Stavelot 2019. Bancal Chéri, il a les épaules pour le rock ‘n’ roll
Stavelot, «Une chanson peut en cacher une autre», 26 octobre 2019,
On appelle cela un supergroupe (en anglais, un All-Stars Band) : un groupe de rock composé de musiciens/ chanteurs ayant déjà acquis de la notoriété en solo ou au sein d’un ou de plusieurs autres groupes. Exemple anglo-saxon le plus célèbre : The Traveling Wilburys, formé pas moins de Bob Dylan, Georges Harrisson, Roy Orbison et Tom Petty. Exemple français : Emile et Images, ou la formidable union entre Gold et Images.
C’est donc une Dream team qui était annoncée sur les planches de Stavelot ce samedi-là. Au chant, à la guitare et aux claviers, Dimoné. Au chant et à la contrebasse, Imbert Imbert. Au chant et à la guitare, Nicolas Jules. Aux chœurs, à la batterie et au xylophone, Roland Bourbon. Un casting en béton. Un groupe de Kings de l’alternatif. La crème des chanteurs pas (très) connus. Le tout réuni sous l’appellation incontrôlée de Bancal Chéri. Sur papier, la promesse d’une soirée mémorable. Mais encore fallait-il transformer l’essai.
L’écoute de l’album nous avait bien sûr donné une idée de ce qui nous attendait : du rock foutraque, mélangeant les styles et les ambiances, enfant bâtard de Nino Ferrer et du punk. Mais ce fut pire ! Pire en mieux, of course. Sur scène, le son de Bancal Chéri est plus fort, l’énergie plus intense, la folie moins douce. C’est une déflagration atomique, un bombardement des sens, une urgence qui tenaille, une envie de vie. Un concert parfait dans son imperfection, dans sa volonté de voler hors des clous, dans sa démarche claudicante. Une musique hors format et hors formatage, qui prend les tripes et s’accroche au cœur. Et même si le public est resté sagement assis jusqu’au final (et encore ne s’est-il levé que parce qu’on lui en a intimé l’ordre !), il n’en a pas moins pété ses durites intérieures, réservant un accueil chaleureux et enthousiaste à cette formation pas vraiment dans le style habituel de la maison.

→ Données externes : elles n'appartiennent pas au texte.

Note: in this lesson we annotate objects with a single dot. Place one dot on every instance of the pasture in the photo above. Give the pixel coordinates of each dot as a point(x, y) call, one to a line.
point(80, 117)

Bancal Chéri est-il vraiment un groupe ou une addition d’individualités ? La question peut se poser. Toutes les chansons sont signées collectivement, certes, mais il est aisé d’y déceler la patte prédominante de l’un ou de l’autre. Trois fortes personnalités à la tête d’une œuvre personnelle ne se fondent pas facilement en une seule. Nous avons donc retrouvé ce soir-là les traits dominants de chacun : la poésie lunaire et l’humour de Nicolas Jules, la présence hiératique de Dimoné (même s’il eut quelques coups de folie mémorables), la tendresse écorchée d’Imbert Imbert. Sans omettre l’animalité terrienne de Roland Bourbon. Et chacun de chanter à tour de rôle (aucun duo, ni trio) des chansons qui lui ressemblent et ne dépareraient pas dans son répertoire.
Mais qu’importent au fond ces considérations. Le plaisir qu’ont les lascars à être ensemble sur scène est palpable et l’entente entre eux est parfaite, nul ne cherchant à tirer la couverture à lui. C’est à quatre qu’ils nous ont offert de bien jolies choses finement écrites, allant de la dissertation hallucinée (L’habitude enfin) à l’hommage au chanteur mort (Screamin Jay Hawkins), du mal-être amoureux (N° lose bis) au chant exotique aux consonances slaves (Natanaë), de l’exhortation à la liberté (Les tampons de ouate) à la défense de la différence (Le droit d’être tordu), en passant par une ballade nostalgique et provinciale adaptée des Kinks (La Vienne et les Deux-Sèvres). C’est à quatre qu’ils ont mis le feu aux poudres, chacun à sa manière, sans jamais perdre le fil, ni sombrer dans la provocation gratuite. C’est eux quatre qu’il convient de féliciter sans distinction et de remercier pour cette soirée revigorante en diable. Richard Gotainer a chanté jadis celui qui claudique et qui boîte par amour du guingois. Peut-être visait-il anticipativement nos quatre agités du bancal.